Al suo terzo film, Alice Rohrwacher non delude, incantando la 75esima edizione del Festival di Cannes, che la premia con la Palma d’Oro per la sceneggiatura.
Siamo negli anni ’90 in un’Italia rurale dove vigono ancora le vestigia della mezzadria: una numerosa famiglia di contadini, vittima del “grande inganno”, lavora in condizioni di povertà e sottomissione al servizio della Marchesa De Luna, spregiudicata imprenditrice di tabacco, che vive nella sua grande casa con l’inquieto figlio Tancredi.
Tra i contadini c’è il giovane Lazzaro, talmente buono, ingenuo e gentile, da essere considerato lo “scemo del villaggio”. Figlio di nessuno ma proprietà di tutti, schiavo degli schiavi ma sempre col sorriso stampato sul volto, Lazzaro è incapace di qualunque forma di giudizio, così come di distinguere il bene dal male.
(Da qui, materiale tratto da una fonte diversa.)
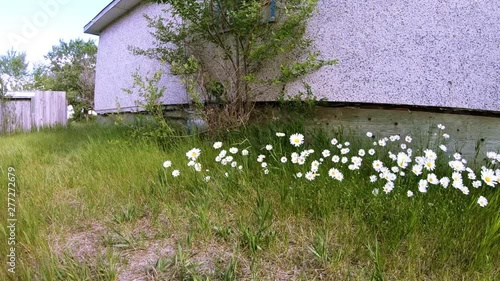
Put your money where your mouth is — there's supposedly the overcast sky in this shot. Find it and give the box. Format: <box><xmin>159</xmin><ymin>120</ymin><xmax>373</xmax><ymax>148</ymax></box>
<box><xmin>0</xmin><ymin>0</ymin><xmax>111</xmax><ymax>63</ymax></box>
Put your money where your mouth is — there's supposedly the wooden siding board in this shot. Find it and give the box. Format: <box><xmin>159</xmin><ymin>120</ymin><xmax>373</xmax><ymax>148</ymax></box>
<box><xmin>0</xmin><ymin>91</ymin><xmax>67</xmax><ymax>132</ymax></box>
L’annoiato e viziato Tancredi sfrutterà la bontà del coetaneo per uno dei suoi atti di ribellione all’autorità materna, ma per Lazzaro quella è amicizia vera, da tutelare ad ogni costo. Dopo una caduta mortale, però, Lazzaro si risveglia dopo una trentina di anni identico nell’aspetto, ma in un mondo completamente mutato. Si ritrova, infatti, in una giungla urbana che si rivela ancora più aspra di quella che aveva lasciato, così come più duro è diventato il cuore degli uomini.
Sposando i toni del realismo magico senza mai definire il contesto sociale o temporale, così come era accaduto nel precedente Le Meraviglie, Alice Rohrwacher racconta l’incomprensione della purezza, lo sguardo sperduto dell’innocenza e il suo dolore di fronte all’iniquità umana e sociale. Il suo Lazzaro felice è una fiaba politica sulla storia dell’Italia, che denuncia la propensione dell’uomo alla violenza e allo sfruttamento del suo simile. Come lo ha definito la regista, il passaggio da un medioevo materiale ad un medioevo umano, in cui la lotta non è più dei poveri contro il padrone, ma dei poveri contro altri poveri.
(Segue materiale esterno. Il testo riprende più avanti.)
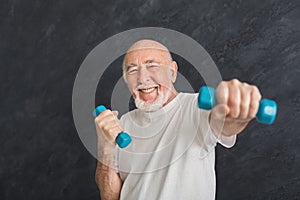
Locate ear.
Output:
[171,61,178,83]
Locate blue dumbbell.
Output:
[198,86,277,124]
[93,105,131,148]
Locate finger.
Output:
[112,110,119,117]
[216,81,229,104]
[227,79,241,118]
[248,86,261,119]
[239,83,251,119]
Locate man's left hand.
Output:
[209,79,261,136]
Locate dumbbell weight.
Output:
[198,86,277,124]
[93,105,131,148]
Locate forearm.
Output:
[95,162,122,200]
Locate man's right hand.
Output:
[95,110,123,145]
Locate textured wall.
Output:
[0,0,300,200]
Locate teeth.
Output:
[141,87,155,93]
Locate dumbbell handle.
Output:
[198,86,277,124]
[93,105,131,148]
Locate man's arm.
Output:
[95,161,122,200]
[95,110,123,200]
[209,79,261,136]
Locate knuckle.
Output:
[231,78,240,85]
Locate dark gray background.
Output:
[0,0,300,200]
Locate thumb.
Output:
[112,110,119,117]
[211,104,230,120]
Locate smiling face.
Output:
[123,40,177,111]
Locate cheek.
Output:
[153,72,173,88]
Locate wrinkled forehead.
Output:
[125,47,171,65]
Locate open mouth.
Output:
[138,85,159,103]
[139,87,157,93]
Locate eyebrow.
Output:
[126,59,160,69]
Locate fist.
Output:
[210,79,261,135]
[95,110,123,145]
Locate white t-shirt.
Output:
[116,93,236,200]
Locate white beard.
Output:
[135,88,171,112]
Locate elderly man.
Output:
[95,40,261,200]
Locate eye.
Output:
[147,64,159,70]
[127,67,138,74]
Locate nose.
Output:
[138,67,151,83]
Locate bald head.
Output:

I colori caldi della campagna arida e isolata della prima parte lasciano il posto al grigiore e alla freddezza metropolitana della seconda; perché il mondo è cambiato, sì, ma non certo in meglio. I contadini, non più schiavi, sono ora dei delinquenti: poveri, smarriti, emarginati, hanno ormai perso qualunque forma di umano sentire.
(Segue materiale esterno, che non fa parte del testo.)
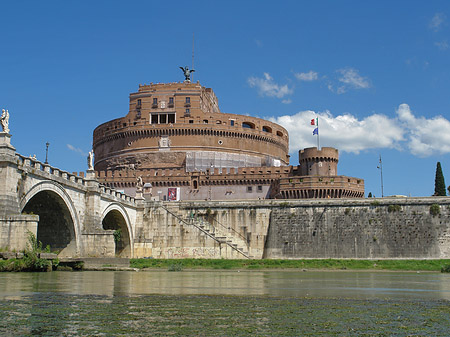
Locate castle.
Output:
[93,78,364,201]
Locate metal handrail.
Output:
[159,204,250,259]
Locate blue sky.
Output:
[0,0,450,196]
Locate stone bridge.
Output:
[0,132,143,257]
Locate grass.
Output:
[130,259,450,271]
[0,232,54,271]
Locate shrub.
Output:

Abbracciando, come in tutti i suoi lavori, natura, religione, fede e tradizioni popolari, il simbolismo di Alice Rohrwacher è evidente sin dalla scelta del nome del protagonista e della sua resurrezione: quella di Lazzaro felice è una parabola sulla santità dello stare al mondo, il ritratto di un Candido che non conosce il male, di un San Francesco risparmiato dal lupo che ne riconosce la bontà.
La cura formale e la padronanza del mezzo registico (il film è girato in un suggestivo super16) si accompagnano a un racconto che mescola Olmi, Pasolini, Citti, De Sica, Rossellini, ma anche attori professionisti (Rohrwacher, Lopez, Braschi) a bravissimi non professionisti, tra cui spicca, per physique du rôle, Adriano Tardiolo nei panni del protagonista.
Lazzaro felice è un film sensibile, struggente, libero, ardito: una mosca bianca che aleggia con grazia in un cinema, quello italiano, che per fortuna è ancora capace di sorprendere.